Entre estos requisitos destacan la falta o reducción de ingresos, no disponer de patrimonio suficiente para pagar a los acreedores y haber actuado de buena fe, entre otros motivos.

Junto a ello hay circunstancias que también refuerzan la posibilidad de acogerse al derecho de cancelar las deudas. Entre ellas hay algunas especialmente sensibles, como por ejemplo haber sufrido un despido laboral que acarree una drástica reducción de ingresos y que impida atender los compromisos de pago adquiridos con anterioridad.

Esto es lo que le ha pasado a un matrimonio de Valencia. Ambos tenían su puesto de trabajo. Sin embargo, en el año 2019 uno de los cónyuges fue despedido, con lo cual lo ingresos familiares se redujeron de forma considerable.

La primera consecuencia fue no poder atender varios préstamos con diferentes entidades bancarias que el matrimonio sí había podido atender hasta que ocurrió el despido.
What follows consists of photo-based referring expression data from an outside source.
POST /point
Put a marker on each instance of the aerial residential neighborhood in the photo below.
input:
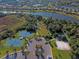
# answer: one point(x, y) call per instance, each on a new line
point(39, 29)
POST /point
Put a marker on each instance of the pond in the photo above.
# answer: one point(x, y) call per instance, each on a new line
point(17, 42)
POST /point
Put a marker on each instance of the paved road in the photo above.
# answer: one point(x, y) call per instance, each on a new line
point(32, 49)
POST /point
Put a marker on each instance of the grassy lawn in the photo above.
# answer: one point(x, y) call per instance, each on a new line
point(42, 31)
point(59, 54)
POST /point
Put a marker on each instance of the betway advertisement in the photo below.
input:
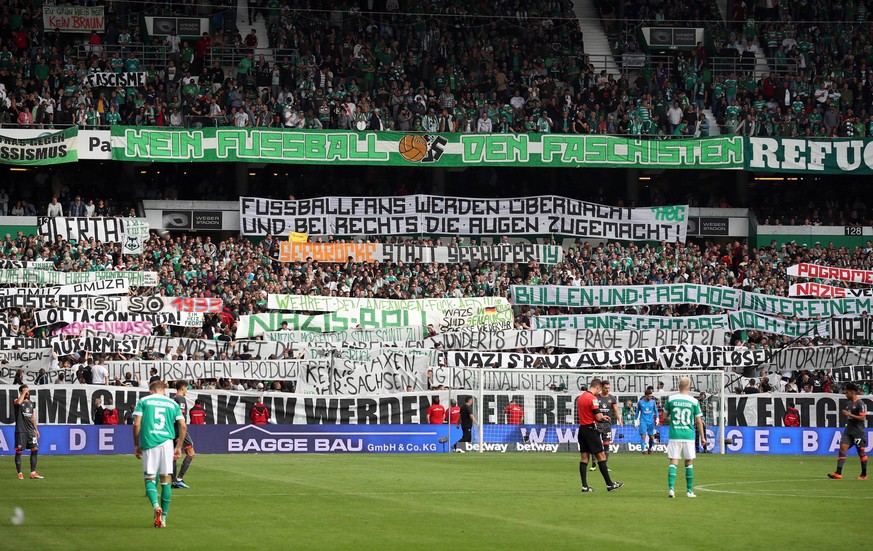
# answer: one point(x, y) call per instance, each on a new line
point(221, 439)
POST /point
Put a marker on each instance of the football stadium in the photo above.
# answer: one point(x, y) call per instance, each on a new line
point(506, 274)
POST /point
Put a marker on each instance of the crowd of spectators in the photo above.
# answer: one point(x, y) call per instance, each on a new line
point(242, 273)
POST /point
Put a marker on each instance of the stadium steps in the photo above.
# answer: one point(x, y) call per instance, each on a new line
point(596, 41)
point(260, 26)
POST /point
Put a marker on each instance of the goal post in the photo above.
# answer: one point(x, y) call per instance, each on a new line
point(535, 409)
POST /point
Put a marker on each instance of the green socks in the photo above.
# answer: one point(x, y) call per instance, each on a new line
point(166, 491)
point(152, 492)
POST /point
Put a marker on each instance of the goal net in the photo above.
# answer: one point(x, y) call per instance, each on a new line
point(534, 410)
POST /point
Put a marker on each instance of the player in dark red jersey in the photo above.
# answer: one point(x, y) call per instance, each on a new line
point(26, 431)
point(590, 443)
point(454, 413)
point(514, 413)
point(260, 413)
point(854, 434)
point(436, 413)
point(188, 444)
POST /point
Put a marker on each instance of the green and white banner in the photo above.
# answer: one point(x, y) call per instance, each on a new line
point(48, 148)
point(310, 303)
point(455, 319)
point(726, 298)
point(432, 214)
point(810, 156)
point(406, 149)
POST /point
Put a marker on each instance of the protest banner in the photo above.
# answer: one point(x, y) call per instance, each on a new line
point(453, 319)
point(851, 329)
point(584, 360)
point(261, 370)
point(77, 328)
point(810, 156)
point(815, 271)
point(313, 303)
point(152, 304)
point(73, 19)
point(50, 278)
point(132, 233)
point(47, 149)
point(410, 254)
point(6, 264)
point(579, 339)
point(821, 290)
point(68, 315)
point(385, 374)
point(115, 80)
point(268, 145)
point(726, 298)
point(387, 334)
point(428, 214)
point(94, 345)
point(629, 321)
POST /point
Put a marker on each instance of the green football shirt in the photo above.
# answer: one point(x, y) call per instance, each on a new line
point(683, 409)
point(159, 415)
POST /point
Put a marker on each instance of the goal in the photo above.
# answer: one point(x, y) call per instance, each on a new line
point(534, 410)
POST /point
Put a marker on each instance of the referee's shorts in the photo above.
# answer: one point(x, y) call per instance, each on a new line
point(589, 439)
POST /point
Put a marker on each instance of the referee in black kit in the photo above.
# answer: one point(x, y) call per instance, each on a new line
point(467, 420)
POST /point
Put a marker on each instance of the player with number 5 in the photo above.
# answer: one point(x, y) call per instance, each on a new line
point(154, 430)
point(683, 411)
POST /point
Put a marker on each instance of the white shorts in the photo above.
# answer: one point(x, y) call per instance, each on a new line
point(158, 460)
point(681, 449)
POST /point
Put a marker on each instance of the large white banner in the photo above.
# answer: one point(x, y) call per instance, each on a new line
point(151, 304)
point(579, 339)
point(69, 315)
point(430, 214)
point(515, 253)
point(821, 290)
point(73, 19)
point(132, 233)
point(311, 303)
point(50, 278)
point(726, 298)
point(816, 271)
point(63, 296)
point(388, 334)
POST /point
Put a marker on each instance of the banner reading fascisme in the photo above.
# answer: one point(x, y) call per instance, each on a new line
point(810, 156)
point(726, 298)
point(47, 277)
point(816, 271)
point(292, 251)
point(430, 214)
point(48, 148)
point(438, 150)
point(311, 303)
point(821, 290)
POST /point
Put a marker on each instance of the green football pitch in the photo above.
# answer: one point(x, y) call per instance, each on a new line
point(474, 501)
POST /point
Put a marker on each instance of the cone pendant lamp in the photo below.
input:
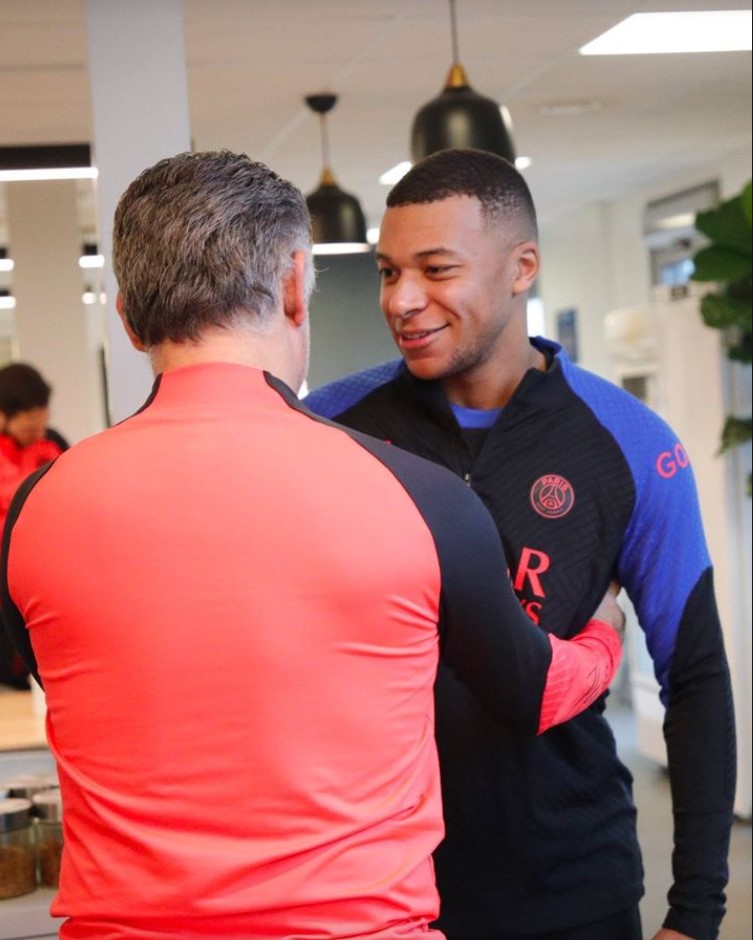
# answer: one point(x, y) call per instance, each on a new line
point(337, 220)
point(460, 116)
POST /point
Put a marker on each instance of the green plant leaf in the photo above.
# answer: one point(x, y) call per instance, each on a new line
point(721, 263)
point(747, 201)
point(720, 311)
point(741, 351)
point(727, 225)
point(736, 431)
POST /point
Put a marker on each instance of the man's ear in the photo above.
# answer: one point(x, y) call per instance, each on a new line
point(135, 341)
point(294, 298)
point(528, 262)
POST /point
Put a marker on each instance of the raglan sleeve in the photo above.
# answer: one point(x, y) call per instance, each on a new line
point(529, 679)
point(666, 570)
point(16, 636)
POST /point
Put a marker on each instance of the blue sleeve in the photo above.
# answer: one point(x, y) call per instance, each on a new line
point(336, 397)
point(665, 567)
point(664, 553)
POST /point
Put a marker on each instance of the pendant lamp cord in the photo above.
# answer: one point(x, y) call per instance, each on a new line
point(325, 141)
point(454, 29)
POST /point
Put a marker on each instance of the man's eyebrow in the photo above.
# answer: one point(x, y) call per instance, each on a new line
point(419, 255)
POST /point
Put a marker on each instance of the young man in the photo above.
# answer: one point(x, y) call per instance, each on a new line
point(26, 443)
point(541, 837)
point(235, 608)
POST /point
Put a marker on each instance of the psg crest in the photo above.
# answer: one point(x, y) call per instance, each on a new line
point(552, 496)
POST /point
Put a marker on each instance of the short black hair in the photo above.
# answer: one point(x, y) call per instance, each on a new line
point(500, 188)
point(21, 389)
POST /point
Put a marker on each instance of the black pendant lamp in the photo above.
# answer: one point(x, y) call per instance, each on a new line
point(460, 116)
point(337, 220)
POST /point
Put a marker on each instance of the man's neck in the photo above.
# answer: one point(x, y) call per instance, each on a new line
point(492, 384)
point(259, 349)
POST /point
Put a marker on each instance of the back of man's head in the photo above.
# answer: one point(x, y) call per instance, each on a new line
point(22, 388)
point(203, 240)
point(503, 193)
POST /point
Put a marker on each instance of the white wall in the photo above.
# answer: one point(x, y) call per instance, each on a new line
point(595, 261)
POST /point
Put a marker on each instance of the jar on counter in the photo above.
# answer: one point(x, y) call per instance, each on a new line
point(18, 873)
point(25, 786)
point(48, 808)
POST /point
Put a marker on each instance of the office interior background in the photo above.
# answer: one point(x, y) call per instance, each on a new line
point(623, 151)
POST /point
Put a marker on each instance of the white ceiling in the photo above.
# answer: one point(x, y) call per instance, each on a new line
point(251, 62)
Los importes totales pendientes de pago, más los intereses que no habían podido atender hasta que decidieron acogerse a la Ley de Segunda Oportunidad ascendían a más de 77.000 euros.
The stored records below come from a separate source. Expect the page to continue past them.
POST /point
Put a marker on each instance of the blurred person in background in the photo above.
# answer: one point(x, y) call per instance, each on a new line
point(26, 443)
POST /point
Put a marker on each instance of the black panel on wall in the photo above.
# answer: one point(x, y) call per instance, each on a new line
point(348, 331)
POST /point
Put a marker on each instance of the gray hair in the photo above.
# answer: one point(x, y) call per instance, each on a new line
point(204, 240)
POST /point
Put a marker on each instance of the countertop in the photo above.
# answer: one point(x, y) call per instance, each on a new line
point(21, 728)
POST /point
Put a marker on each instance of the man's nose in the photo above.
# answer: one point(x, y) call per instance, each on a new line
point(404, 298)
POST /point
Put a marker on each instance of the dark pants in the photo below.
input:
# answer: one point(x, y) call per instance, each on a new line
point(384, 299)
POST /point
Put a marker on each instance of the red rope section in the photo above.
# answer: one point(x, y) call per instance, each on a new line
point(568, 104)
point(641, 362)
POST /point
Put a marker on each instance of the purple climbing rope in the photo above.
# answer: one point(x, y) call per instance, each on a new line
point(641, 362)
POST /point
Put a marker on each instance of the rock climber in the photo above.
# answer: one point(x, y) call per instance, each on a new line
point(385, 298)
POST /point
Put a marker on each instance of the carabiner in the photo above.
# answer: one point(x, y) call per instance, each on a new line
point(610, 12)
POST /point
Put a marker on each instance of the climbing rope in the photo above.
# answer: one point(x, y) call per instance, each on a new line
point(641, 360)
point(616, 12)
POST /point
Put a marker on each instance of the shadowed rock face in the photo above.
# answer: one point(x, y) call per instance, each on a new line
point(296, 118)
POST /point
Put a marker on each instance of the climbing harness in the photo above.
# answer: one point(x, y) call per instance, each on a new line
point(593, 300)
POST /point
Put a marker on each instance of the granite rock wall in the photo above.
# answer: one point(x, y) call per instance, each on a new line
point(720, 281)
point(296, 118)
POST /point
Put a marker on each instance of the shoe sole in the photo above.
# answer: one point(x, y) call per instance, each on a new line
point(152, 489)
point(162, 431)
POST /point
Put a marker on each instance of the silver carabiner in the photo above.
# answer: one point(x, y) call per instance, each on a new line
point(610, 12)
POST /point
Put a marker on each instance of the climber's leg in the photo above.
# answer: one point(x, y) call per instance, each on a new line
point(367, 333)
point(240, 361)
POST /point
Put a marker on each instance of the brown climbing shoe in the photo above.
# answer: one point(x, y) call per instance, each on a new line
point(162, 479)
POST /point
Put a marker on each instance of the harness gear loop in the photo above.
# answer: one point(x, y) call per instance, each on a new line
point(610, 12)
Tras iniciar todos las gestiones previas de este procedimiento se propuso a los acreedores el primer paso que hay que dar legalmente: un acuerdo extrajudicial de pago a los acreedores con una propuesta mensual vinculada a los ingresos disponibles

Dado que las entidades financieras acreedoras no aceptaron esta propuesta de acuerdo, el caso pasó a un juzgado de Primera Instancia de Valencia. En este caso el juez una vez analizada toda la documentación y la situación de ambas personas aceptó cancelar la totalidad de la deuda de 77.000 euros, permitiendo a esta matrimonio poder iniciar una nueva vida sin la presión de los acreedores.

Asimismo el juzgado ha permitido a este matrimonio poder conservar la vivienda y el vehículo familiar. En el caso de la vivienda, cuando se encuentra al día en el pago de la hipoteca y el precio de venta está por debajo de las cantidades que aún se deben, los jueces permiten que se pueda seguir disfrutando, En el caso de otros bienes como por ejemplo un vehículo también se puede mantener si son esenciales para la actividad familiar o laboral.